Stocks for Retirement Income - Surprising Evidence
An issue that plagues many retirees is how to create retirement income in the face of the increasing cost of living. Even with moderate inflation, costs of living tend to increase over time. This can reduce the income retirees can obtain from fixed income investments, even while they must meet higher expenses. Where can you find a source of retirement income that can keep of with inflation, along with your expenses?
Our suggestion - use stocks for retirement income. Consider putting some of your money into a portfolio of large capitalization dividend-paying stocks as a retirement income generation alternative. This could help to provide you with an income that keeps pace with the rising costs of living. For the 40 years ending 12/31/15, the stream of dividends from an investment in a basket of dividend stocks representing the S&P 500 index generated a growing stream of retirement income. During that same period, interest rate from CDs fell from 6% to .27%.

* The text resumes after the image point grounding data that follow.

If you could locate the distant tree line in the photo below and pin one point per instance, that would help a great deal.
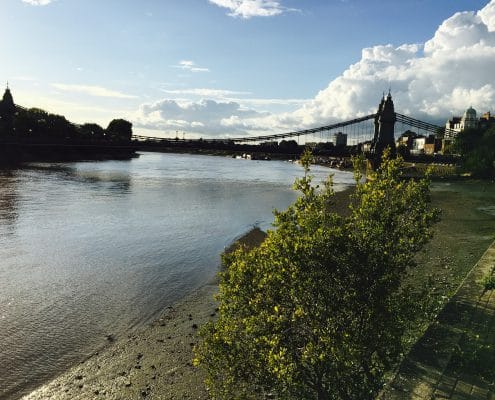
(35, 125)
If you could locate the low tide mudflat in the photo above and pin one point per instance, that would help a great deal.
(156, 361)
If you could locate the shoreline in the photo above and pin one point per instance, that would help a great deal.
(151, 360)
(155, 361)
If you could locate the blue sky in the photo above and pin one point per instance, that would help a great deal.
(227, 67)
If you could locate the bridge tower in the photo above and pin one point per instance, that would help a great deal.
(384, 130)
(7, 111)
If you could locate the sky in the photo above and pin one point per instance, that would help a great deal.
(223, 68)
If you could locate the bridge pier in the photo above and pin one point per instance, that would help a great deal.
(384, 131)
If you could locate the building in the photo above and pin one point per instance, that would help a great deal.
(458, 124)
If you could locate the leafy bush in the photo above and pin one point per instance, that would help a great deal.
(319, 310)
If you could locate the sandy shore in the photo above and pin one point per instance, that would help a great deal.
(155, 363)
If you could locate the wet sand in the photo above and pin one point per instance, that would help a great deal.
(155, 363)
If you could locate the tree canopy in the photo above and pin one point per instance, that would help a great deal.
(319, 310)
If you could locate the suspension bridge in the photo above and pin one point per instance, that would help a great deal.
(378, 129)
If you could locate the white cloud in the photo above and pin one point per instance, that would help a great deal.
(96, 91)
(38, 2)
(190, 66)
(202, 117)
(431, 81)
(252, 8)
(206, 92)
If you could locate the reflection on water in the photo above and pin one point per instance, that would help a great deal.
(8, 194)
(98, 248)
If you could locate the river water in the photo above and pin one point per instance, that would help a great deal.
(91, 249)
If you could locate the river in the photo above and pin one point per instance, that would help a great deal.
(91, 249)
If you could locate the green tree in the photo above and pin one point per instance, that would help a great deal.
(320, 309)
(477, 149)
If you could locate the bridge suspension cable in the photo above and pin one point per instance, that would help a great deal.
(301, 132)
(426, 126)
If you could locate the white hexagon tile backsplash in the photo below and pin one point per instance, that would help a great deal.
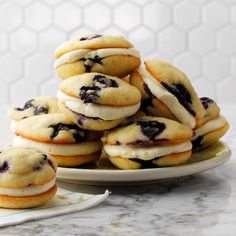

Data 1/1/76 through 12/31/15. Dividends based on a $10,000 investment 1/1/76 in a basket of stocks representing the S&P500 from American Funds Distributors. Interest rates from Federal Reserve year end rate on 6 month CDs. You cannot invest directly in an index. Past performance is not a guarantee of future results and an analysis of a different period may have revealed different results.

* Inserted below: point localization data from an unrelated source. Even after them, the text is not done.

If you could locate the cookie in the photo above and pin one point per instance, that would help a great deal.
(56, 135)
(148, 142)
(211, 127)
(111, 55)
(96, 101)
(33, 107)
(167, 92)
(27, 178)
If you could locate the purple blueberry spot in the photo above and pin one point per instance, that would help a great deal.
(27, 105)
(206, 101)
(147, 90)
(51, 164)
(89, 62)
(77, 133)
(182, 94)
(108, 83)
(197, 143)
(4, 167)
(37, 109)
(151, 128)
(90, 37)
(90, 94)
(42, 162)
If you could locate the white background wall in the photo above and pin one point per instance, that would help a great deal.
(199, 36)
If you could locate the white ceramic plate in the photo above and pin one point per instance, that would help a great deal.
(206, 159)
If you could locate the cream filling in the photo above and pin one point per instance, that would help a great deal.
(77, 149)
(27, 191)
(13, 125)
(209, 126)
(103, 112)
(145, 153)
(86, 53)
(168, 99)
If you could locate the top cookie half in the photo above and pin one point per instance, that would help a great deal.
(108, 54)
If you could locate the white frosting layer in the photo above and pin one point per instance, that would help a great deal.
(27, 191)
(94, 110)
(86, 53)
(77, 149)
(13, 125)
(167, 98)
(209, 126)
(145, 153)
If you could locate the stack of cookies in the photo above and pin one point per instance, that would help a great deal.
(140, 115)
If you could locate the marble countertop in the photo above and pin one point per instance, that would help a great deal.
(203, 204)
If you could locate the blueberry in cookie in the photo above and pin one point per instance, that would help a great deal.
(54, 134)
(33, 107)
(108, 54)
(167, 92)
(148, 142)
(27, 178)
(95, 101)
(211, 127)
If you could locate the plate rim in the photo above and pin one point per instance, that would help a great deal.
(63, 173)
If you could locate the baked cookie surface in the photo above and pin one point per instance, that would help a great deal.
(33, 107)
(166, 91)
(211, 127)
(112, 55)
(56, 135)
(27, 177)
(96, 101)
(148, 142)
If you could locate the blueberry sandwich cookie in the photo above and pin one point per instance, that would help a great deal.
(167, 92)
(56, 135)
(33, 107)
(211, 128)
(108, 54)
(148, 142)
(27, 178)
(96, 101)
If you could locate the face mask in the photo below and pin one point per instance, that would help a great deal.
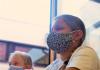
(59, 41)
(12, 67)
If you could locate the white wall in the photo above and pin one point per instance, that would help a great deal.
(25, 21)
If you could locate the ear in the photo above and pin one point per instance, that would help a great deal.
(77, 35)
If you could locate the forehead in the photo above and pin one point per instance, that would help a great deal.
(60, 23)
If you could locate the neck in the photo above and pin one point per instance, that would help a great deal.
(68, 52)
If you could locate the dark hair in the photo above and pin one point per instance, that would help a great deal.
(74, 22)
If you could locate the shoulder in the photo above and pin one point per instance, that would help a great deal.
(83, 58)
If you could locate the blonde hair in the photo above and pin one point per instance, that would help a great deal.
(26, 58)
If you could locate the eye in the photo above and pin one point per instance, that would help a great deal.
(15, 64)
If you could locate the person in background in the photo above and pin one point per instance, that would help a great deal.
(20, 61)
(66, 39)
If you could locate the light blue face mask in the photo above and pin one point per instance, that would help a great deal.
(59, 42)
(12, 67)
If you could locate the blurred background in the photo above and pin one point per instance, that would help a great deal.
(25, 24)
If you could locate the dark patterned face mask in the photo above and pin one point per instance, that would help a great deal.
(59, 41)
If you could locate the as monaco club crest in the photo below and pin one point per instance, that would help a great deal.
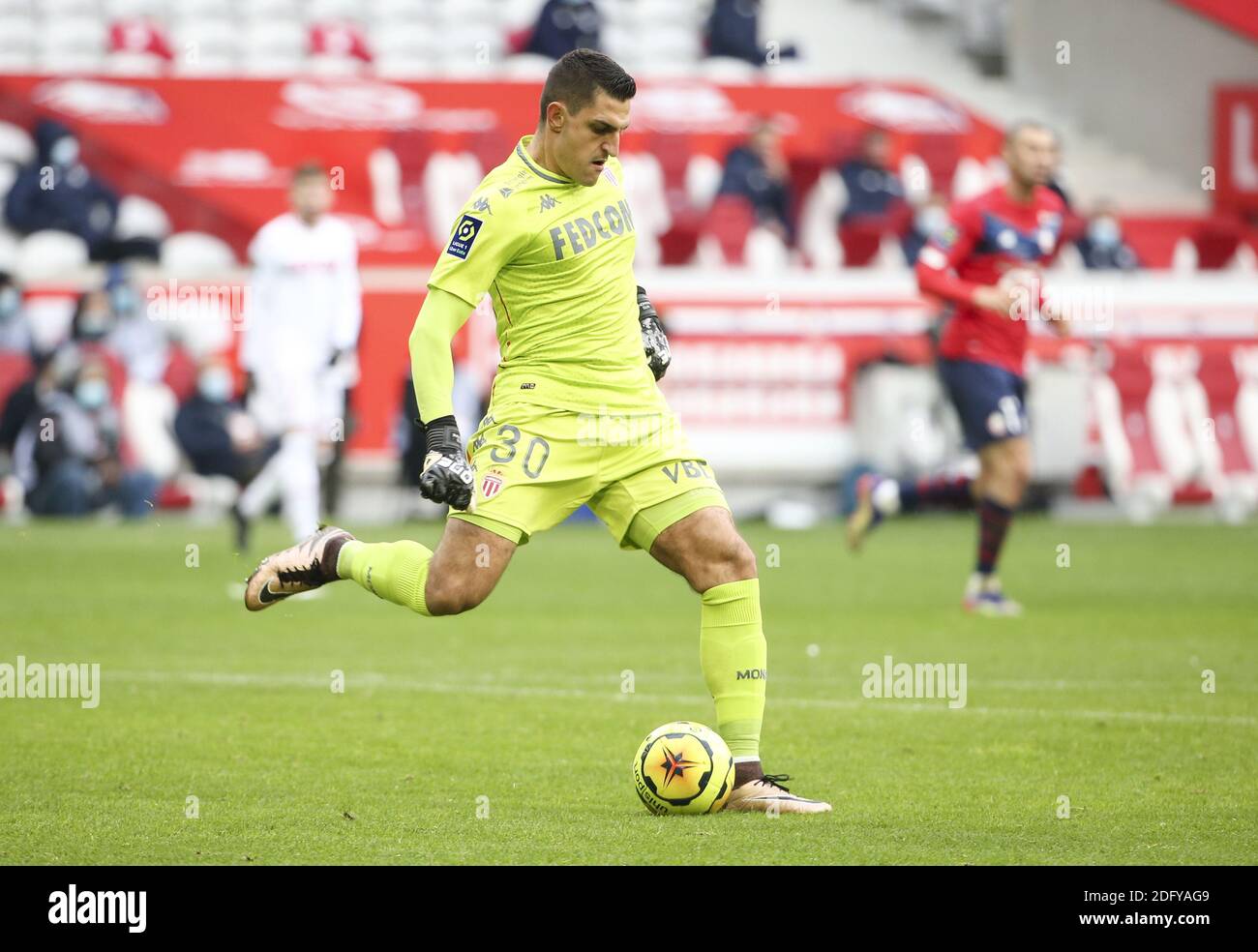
(491, 483)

Although publicly traded stock can help you to manage inflationary risks, the dividends that these stocks pay out are highly dependant upon the overall profitability of the issuing company. Therefore, you will want to strongly consider the dividend payment history of the company prior to investing. To secure reliability of stocks for retirement income, you want stocks ranked highly for safety by research services such as Morningstar or Valueline.
While the average retiree would vote for insured CDs as a more secure alternative, the included chart shows that in fact, living on dividend income stocks was a more secure and more sure provider of dividend income as a solution to low interest rates.

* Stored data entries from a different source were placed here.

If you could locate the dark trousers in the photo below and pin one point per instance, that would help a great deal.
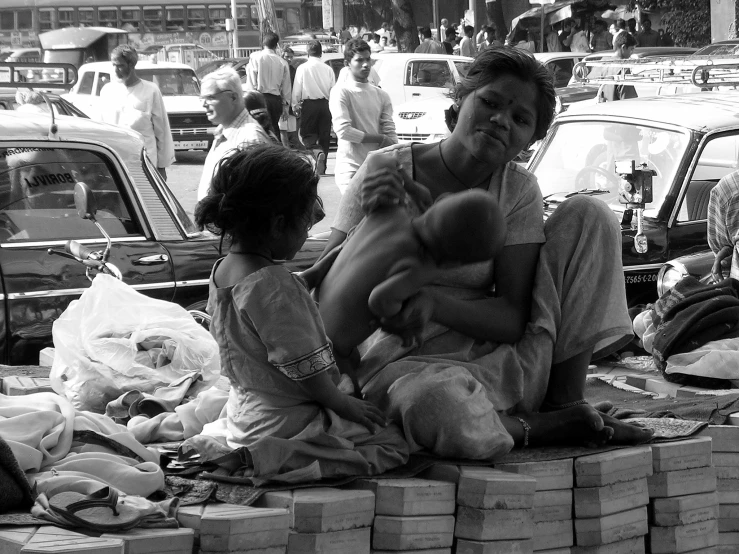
(315, 124)
(274, 107)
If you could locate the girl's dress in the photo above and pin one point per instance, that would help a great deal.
(271, 338)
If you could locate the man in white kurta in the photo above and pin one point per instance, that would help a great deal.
(138, 105)
(362, 114)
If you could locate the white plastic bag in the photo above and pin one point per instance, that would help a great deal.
(97, 342)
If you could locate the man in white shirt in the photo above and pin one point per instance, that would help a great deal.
(311, 90)
(223, 100)
(362, 114)
(138, 105)
(269, 74)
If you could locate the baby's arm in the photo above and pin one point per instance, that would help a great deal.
(323, 390)
(405, 279)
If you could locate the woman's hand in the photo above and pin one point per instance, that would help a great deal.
(363, 412)
(410, 322)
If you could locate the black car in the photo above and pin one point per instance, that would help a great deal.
(156, 247)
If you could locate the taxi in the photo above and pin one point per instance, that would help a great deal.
(155, 245)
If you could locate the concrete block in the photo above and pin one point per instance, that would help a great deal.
(615, 466)
(611, 528)
(683, 510)
(685, 454)
(634, 545)
(21, 386)
(553, 534)
(465, 546)
(684, 538)
(155, 541)
(412, 532)
(48, 539)
(409, 497)
(549, 475)
(553, 505)
(678, 483)
(321, 510)
(493, 525)
(354, 541)
(493, 489)
(610, 499)
(725, 437)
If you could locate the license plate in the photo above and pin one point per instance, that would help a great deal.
(190, 144)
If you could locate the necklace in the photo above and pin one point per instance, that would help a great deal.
(270, 260)
(441, 157)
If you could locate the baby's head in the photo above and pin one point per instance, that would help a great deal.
(465, 227)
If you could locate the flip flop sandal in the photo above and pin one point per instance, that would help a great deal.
(99, 511)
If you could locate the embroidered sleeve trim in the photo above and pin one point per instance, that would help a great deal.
(309, 365)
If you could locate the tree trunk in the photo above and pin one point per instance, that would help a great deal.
(404, 25)
(494, 12)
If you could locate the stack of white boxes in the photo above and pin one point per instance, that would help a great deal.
(495, 512)
(725, 448)
(411, 515)
(684, 502)
(553, 531)
(331, 521)
(611, 501)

A few additional things should be considered about stocks for retirement income and CDs. First publicly-traded stocks tend to be suited for investors that are seeking asset appreciation and are willing to take on the additional investment risk. On the other hand, CD's are suited for investors that are concerned about preserving their principal investment and are adverse to market risk. With this in mind, it should be remembered that CDs are FDIC insured while publicly-traded stocks are not. The values of publicly-traded stocks fluctuate in value and may result in either a gain or loss upon sale.
The income from these investments is also subject to differing income tax rules. Stock dividends are generally subject to federal income tax of 15% (and maybe lower for many retirees), while CD interest is taxed as ordinary federal income tax rates, which can range anywhere from 10-39.6%. CDs may have an early withdrawal penalty if money is taken prior to maturity. On the other hand, the stock of most largely capitalized companies can typically be purchased and sold at any time when the market is open.
Also keep in mind that you can get quick cash against a portfolio of stocks. Brokerage firms will lend money without need for application or credit check against your stock portfolio. The rates on these loans is generally lower than any other borrowing costs. And the funds are available to you anytime simply by writing yourself a check.
If you still feel that stocks for retirement income is risky, please take a look at the findings of the Trinity Study. That study shows that retirees have in fact been more secure by maintaining 50% of their investments in stock.